Close by the spot where the Brâhmaṇ slept there reigned a famous king who had a very beautiful daughter. Several persons demanded her hand in marriage, among whom was a robber chieftain who wanted her for his only son. Though the king liked the boy for his beauty, the thought that he was only a robber for all that prevented him from making up his mind to give his daughter in marriage to him. The robber chief, however, was determined to have his own way, and accordingly despatched one hundred of his band to fetch away the princess in the night without her knowledge while she was sleeping, to his palace in the woods. In obedience to their chieftain’s order the robbers, on the night the Brâhmaṇ happened to sleep in the shed, entered the king’s palace and stole away the princess, together with the bed on which she was sleeping. On reaching the shed the hundred robbers found themselves very thirsty—for being awake at midnight always brings on thirst. So they placed the cot on the ground and were entering the water to quench their thirst; just then they smelt the apûpa cakes, which, for all that they contained poison, had a very sweet savour. The robbers searched about the shed, and found the Brâhmaṇ sleeping on one side and the brass vessel lying at a distance from him, for he had pushed it from underneath his head when he had stretched himself in his sleep; they opened the vessel, and to their joy found in it exactly one hundred apûpa cakes.

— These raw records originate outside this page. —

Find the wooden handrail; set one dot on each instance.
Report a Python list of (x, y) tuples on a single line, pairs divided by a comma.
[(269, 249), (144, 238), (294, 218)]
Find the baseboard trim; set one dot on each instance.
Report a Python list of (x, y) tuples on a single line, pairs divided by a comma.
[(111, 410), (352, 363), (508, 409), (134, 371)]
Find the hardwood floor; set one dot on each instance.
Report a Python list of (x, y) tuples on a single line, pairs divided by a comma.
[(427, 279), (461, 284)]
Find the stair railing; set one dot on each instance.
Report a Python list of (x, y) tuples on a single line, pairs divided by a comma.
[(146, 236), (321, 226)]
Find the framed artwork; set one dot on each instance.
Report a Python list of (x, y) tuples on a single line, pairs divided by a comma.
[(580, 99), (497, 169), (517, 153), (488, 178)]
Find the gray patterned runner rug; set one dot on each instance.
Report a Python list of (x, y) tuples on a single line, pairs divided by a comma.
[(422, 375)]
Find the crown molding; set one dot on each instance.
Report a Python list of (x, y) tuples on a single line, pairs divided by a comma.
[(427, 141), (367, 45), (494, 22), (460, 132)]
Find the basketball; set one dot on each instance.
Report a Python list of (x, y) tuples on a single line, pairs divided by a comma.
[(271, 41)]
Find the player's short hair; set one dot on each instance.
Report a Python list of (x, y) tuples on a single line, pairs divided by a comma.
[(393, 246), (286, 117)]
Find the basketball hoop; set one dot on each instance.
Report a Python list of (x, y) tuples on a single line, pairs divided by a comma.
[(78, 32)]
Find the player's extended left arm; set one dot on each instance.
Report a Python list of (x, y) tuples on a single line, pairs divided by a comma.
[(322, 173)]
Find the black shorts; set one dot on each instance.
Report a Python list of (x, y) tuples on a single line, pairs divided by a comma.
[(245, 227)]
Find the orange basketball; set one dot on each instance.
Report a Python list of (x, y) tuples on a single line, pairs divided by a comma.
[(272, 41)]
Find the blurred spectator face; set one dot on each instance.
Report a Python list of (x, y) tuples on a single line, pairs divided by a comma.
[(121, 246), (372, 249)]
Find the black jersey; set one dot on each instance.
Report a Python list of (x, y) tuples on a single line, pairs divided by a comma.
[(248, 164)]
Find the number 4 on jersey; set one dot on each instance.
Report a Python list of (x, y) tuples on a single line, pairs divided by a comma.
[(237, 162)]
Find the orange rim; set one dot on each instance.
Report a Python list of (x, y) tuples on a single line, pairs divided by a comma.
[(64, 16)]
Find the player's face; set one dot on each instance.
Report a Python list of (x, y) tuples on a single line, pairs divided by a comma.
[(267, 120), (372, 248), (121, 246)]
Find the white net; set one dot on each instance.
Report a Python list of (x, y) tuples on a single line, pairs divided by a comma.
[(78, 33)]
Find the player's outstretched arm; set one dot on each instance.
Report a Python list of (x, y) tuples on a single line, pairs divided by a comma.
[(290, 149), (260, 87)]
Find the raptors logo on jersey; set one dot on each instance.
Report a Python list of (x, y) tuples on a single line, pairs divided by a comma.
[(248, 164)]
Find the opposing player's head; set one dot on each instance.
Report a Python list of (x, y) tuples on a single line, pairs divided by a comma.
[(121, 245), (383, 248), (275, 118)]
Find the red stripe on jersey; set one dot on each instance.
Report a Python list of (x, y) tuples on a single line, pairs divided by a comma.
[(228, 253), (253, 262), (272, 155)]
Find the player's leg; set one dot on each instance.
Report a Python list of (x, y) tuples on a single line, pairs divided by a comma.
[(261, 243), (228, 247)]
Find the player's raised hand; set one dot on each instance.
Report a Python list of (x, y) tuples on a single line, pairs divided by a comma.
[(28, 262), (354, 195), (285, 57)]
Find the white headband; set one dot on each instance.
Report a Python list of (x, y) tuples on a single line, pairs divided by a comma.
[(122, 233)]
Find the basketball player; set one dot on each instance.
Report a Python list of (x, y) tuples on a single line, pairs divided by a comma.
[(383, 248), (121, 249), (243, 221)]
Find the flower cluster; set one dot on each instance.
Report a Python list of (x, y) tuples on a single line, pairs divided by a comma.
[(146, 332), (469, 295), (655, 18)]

“We have one here for each of us, and that is something better than mere water. Let us each eat before we go into it,” said the leader of the gang, and at once each man swallowed greedily what he had in his hand, and immediately all fell down dead. Lucky it was that no one knew of the old Brâhmaṇî’s trick. Had the robbers had any reason to suspect it they would never have eaten the cakes; had the Brâhmaṇ known it he would never have brought them with him for his dear second wife. Lucky was it for the poor old Brâhmaṇ and his second wife, and lucky was it for the sleeping princess, that these cakes went, after all, into the stomachs of the villainous robbers!